De pronto, espoleó los costados de su yegua con violencia y lanzó al animal a un galope continuado. Demasiado sobresaltada para reaccionar, Índigo vio cómo la yegua blanca, una mancha en la lluvia, volaba sobre el terreno a una velocidad suicida mientras la reina cabalgaba desesperadamente en dirección a las puertas de Carn Caille. Intentaba ganar a la figura tambaleante que ahora giraba para interceptarla; a trescientos metros de la ciudadela sus caminos se cruzaron, e Índigo vio que los brazos del hombre se agitaban en el aire intentando atrapar a Brythere.
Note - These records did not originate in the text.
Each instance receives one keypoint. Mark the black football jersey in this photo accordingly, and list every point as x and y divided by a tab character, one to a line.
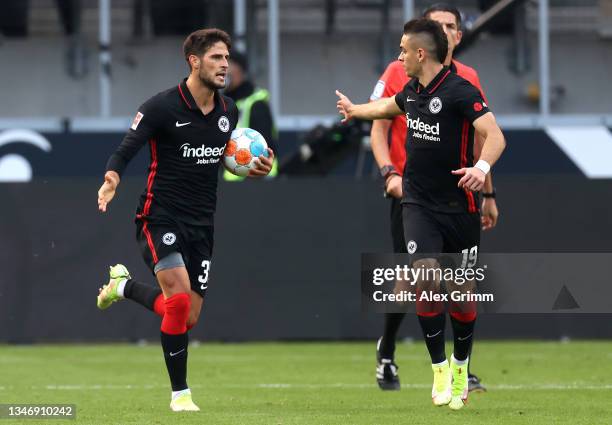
440	138
186	149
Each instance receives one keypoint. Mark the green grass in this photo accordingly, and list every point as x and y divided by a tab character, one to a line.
309	383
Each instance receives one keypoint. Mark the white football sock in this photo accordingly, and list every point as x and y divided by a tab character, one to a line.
176	394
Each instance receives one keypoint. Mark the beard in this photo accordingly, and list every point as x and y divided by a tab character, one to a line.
210	82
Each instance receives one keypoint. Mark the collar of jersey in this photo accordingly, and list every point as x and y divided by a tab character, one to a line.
189	101
434	84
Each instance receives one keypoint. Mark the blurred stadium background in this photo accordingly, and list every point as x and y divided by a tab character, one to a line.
287	254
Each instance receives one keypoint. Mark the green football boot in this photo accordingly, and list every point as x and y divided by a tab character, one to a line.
108	293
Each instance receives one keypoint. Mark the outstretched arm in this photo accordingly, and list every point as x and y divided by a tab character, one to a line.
382	108
107	190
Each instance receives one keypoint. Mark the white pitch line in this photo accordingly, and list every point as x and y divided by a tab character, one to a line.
500	387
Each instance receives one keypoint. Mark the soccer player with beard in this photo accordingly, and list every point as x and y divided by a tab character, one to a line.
440	182
186	128
388	138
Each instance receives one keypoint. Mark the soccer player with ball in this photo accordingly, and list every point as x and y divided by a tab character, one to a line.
440	182
188	129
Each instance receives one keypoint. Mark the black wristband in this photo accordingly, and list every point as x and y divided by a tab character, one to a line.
489	194
388	170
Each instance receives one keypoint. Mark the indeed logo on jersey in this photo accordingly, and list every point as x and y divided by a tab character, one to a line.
423	131
204	154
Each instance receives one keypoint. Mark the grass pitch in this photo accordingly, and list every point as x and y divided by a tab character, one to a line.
309	383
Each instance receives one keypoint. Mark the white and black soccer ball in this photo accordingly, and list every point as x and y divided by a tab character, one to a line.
244	147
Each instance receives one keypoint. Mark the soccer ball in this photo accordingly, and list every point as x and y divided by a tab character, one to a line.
244	147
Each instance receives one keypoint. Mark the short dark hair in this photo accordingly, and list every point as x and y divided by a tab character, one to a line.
198	42
437	43
443	7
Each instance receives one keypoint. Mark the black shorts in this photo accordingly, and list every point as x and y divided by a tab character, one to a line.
160	236
429	232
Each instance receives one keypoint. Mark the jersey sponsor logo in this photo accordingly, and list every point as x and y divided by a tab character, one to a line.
203	154
169	238
137	120
411	247
379	89
223	124
435	105
423	131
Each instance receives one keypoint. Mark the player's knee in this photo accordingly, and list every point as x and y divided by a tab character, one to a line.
177	313
468	316
178	305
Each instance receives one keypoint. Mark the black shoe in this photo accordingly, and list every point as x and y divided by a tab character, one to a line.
474	384
386	372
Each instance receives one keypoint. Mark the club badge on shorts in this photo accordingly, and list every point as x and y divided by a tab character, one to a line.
223	124
169	238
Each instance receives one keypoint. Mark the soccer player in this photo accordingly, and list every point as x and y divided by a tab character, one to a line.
187	128
391	158
439	203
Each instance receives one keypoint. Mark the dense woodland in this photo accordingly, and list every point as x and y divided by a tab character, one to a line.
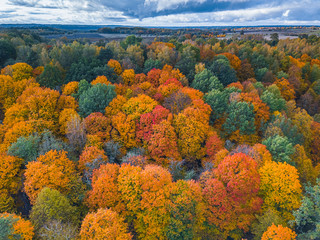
191	138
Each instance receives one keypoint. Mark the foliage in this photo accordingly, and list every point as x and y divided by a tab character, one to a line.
307	217
279	232
96	99
104	224
280	188
49	206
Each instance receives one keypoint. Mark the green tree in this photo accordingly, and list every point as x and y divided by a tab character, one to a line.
272	97
222	69
280	148
307	217
25	148
150	64
264	221
205	81
52	205
50	77
240	117
96	99
6	228
218	101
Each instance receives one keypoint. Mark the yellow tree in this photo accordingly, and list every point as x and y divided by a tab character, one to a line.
19	228
280	188
53	170
104	224
279	233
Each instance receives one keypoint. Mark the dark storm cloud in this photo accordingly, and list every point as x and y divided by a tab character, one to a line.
204	10
145	8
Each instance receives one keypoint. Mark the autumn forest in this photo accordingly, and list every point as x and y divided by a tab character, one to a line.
189	137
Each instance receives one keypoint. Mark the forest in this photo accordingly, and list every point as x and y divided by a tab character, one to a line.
187	138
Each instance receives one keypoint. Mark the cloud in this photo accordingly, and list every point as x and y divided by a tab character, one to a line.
286	13
162	12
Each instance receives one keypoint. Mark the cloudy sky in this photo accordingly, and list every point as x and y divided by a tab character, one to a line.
162	12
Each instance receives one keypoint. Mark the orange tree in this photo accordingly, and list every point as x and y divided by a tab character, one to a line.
15	227
53	170
104	224
232	197
280	188
279	232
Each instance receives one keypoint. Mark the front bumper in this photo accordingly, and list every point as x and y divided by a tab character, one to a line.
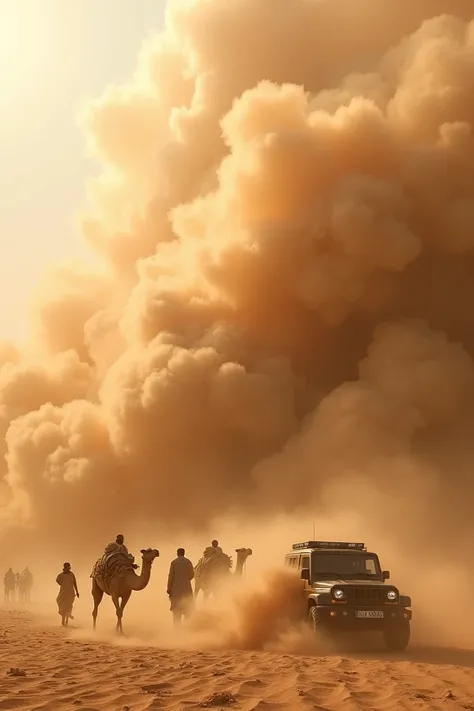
344	617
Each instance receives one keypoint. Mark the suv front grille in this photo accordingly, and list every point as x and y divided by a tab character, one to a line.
359	594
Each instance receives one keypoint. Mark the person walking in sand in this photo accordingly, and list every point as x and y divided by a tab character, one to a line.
9	585
67	593
179	588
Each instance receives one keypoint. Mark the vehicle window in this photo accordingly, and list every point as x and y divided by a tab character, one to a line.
345	565
304	562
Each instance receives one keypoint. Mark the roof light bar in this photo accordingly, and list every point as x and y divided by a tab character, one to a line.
329	544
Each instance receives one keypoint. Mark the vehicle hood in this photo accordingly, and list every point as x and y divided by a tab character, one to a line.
327	584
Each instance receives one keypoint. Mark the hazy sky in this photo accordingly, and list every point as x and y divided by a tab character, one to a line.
53	55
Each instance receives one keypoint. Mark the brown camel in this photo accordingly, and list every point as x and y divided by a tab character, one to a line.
122	582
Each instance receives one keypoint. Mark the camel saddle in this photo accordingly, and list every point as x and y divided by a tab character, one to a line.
109	566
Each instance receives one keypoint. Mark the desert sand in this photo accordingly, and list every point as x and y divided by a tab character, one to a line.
62	672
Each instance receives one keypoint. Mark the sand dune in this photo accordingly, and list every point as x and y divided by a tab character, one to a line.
65	673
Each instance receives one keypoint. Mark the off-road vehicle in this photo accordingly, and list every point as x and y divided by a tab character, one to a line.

Llegó demasiado tarde. La reina pasó al galope a menos de tres pasos de sus manos; éstas se cerraron en el vacío, y el hombre se desplomó pesadamente sobre el suelo.
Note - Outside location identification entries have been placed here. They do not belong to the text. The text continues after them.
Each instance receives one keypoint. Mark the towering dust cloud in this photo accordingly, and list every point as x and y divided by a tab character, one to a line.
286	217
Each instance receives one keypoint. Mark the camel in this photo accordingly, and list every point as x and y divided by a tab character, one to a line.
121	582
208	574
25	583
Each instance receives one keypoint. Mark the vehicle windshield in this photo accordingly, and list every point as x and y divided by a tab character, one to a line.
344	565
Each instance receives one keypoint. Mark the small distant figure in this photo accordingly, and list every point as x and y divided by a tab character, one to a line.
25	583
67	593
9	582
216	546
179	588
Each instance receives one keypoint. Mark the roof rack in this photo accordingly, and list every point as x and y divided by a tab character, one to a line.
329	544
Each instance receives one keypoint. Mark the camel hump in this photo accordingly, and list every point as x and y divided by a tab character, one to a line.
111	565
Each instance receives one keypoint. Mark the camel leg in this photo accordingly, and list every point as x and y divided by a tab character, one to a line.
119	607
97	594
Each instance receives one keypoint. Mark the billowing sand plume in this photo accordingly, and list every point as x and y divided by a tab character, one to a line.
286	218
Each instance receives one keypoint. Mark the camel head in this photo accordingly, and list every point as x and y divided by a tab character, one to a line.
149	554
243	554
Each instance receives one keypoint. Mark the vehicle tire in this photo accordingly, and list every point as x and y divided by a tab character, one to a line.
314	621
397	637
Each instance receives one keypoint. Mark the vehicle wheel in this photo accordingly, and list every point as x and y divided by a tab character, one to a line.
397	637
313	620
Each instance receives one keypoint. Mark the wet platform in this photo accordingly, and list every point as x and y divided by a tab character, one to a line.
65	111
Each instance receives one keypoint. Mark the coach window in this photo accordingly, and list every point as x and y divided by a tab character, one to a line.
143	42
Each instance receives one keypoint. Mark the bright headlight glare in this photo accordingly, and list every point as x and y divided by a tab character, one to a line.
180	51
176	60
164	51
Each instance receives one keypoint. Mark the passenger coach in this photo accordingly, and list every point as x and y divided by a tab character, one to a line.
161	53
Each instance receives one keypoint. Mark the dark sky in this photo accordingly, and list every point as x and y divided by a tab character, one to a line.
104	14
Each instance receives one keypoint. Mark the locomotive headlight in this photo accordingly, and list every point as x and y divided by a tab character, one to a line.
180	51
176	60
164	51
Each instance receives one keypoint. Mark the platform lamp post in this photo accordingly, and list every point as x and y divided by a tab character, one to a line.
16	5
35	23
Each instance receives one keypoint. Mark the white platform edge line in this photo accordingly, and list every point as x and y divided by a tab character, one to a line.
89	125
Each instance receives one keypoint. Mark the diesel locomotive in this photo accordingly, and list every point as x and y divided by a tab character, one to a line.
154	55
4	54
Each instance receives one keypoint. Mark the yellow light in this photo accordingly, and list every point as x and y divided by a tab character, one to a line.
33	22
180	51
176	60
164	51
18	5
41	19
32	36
Alarmada, Índigo espoleó su caballo hacia la figura caída. Brythere se detuvo algo más adelante e hizo girar el caballo para mirar atrás; su voz cubrió la distancia entre ambas, aunque Índigo no pudo oír lo que gritaba. Todo lo que pensaba era que el extraño podía haber chocado con el caballo de la reina y estar herido, pero al acercarse vio que se movía y se ponía en pie vacilante. Cuando estuvo lo bastante cerca para verlo con claridad comprendió qué era lo que le sucedía. El hombre no estaba herido... pero sí borracho. De nuevo en pie, se balanceaba como un arbolillo en un vendaval, y se esforzaba por sacar de entre los pliegues de su mugrienta capa un odre de vino sin tapón; derramó su contenido sobre sí mientras luchaba neciamente, sin dejar ni un momento de farfullar en una ininteligible voz sin expresión. No obstante su estatura, mayor de lo normal, Índigo se dio cuenta de que era un anciano. Mechones de grasientos cabellos blancos se escapaban de debajo de la capucha de su capa, y las manos que se aferraban al odre estaban arrugadas y deformadas, Índigo sintió una oleada de repugnancia pero fue incapaz de seguir galopando y dejarlo ahí en ese peligroso estado. Hizo girar la cabeza de su montura y empezó a acercarse a él.